Unsettling Epiphanies: Rereading José Saramago’s Blindness in the Time of Covid-19

Document Type : Original Article

Author

English Department, Faculty of Arts, Alexandria University, Alexandria, Egypt.

Abstract

As the entire world finds itself in the grip of Covid-19, interest in reading and rereading novels about pestilences, diseases and crises has become a shared endeavour. In many instances, it has even become a coping mechanism with a world that seems to be irredeemably disintegrating. A case in point is the Portuguese Nobel Laureate José Saramago’s dystopian novel Blindness (1995).

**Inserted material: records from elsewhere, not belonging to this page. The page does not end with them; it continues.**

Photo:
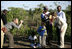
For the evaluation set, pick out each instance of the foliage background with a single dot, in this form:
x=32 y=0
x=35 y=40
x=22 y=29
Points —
x=32 y=21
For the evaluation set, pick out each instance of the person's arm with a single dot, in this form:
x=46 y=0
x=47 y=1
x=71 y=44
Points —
x=63 y=22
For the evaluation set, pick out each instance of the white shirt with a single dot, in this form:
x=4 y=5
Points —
x=62 y=15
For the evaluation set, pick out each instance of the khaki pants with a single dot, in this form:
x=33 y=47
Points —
x=2 y=38
x=62 y=34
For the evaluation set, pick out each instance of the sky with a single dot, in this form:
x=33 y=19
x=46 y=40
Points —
x=32 y=4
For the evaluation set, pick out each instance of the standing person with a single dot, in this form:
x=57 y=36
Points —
x=61 y=14
x=2 y=34
x=42 y=35
x=45 y=18
x=61 y=24
x=4 y=19
x=10 y=26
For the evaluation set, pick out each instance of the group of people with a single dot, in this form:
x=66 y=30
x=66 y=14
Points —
x=59 y=20
x=45 y=30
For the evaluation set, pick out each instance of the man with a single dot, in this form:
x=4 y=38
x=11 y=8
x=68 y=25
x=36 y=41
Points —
x=7 y=32
x=4 y=19
x=3 y=16
x=2 y=34
x=45 y=18
x=61 y=29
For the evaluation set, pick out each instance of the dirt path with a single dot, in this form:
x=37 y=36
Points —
x=20 y=42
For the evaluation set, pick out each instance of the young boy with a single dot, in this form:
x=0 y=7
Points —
x=42 y=32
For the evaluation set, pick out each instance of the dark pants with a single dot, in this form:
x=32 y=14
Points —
x=10 y=37
x=58 y=35
x=49 y=31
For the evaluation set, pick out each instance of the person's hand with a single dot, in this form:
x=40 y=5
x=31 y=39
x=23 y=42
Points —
x=21 y=21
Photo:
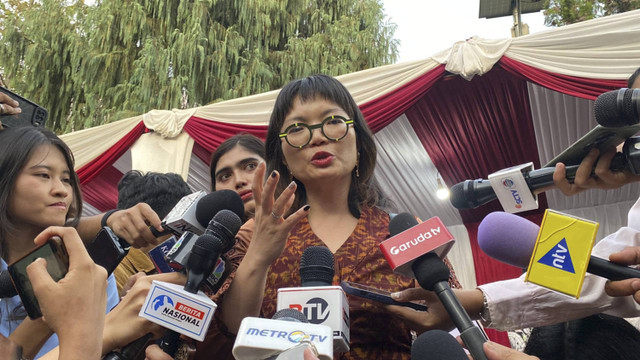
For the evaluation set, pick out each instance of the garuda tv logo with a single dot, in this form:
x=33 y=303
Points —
x=181 y=312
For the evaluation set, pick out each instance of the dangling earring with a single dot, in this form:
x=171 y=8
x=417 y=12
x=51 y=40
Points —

Blindness is particularly chosen for the way it offers an epiphanic insight, unsettling as it is, into humanity in times of adversity through the paradoxical implications of a blindness epidemic that illuminates more than it obscures. This paper thus seeks to present a hub for self-reflection on how personal experiences with calamitous situations can alter one’s outlook on oneself and the ambient world, and enhance one’s identification with fictional works. To achieve this end, it will endeavour to show that the historical meandering of infectious diseases one has read about in fiction is no longer in the realm of the distant and the impersonal. It is now transmuted to the realm of the present and the personal, making literary works about pandemics/epidemics more relatable, and making dystopian fiction, not only a theoretical framework for this paper, but also a most apt background against which one can reread Blindness in the time of Covid-19.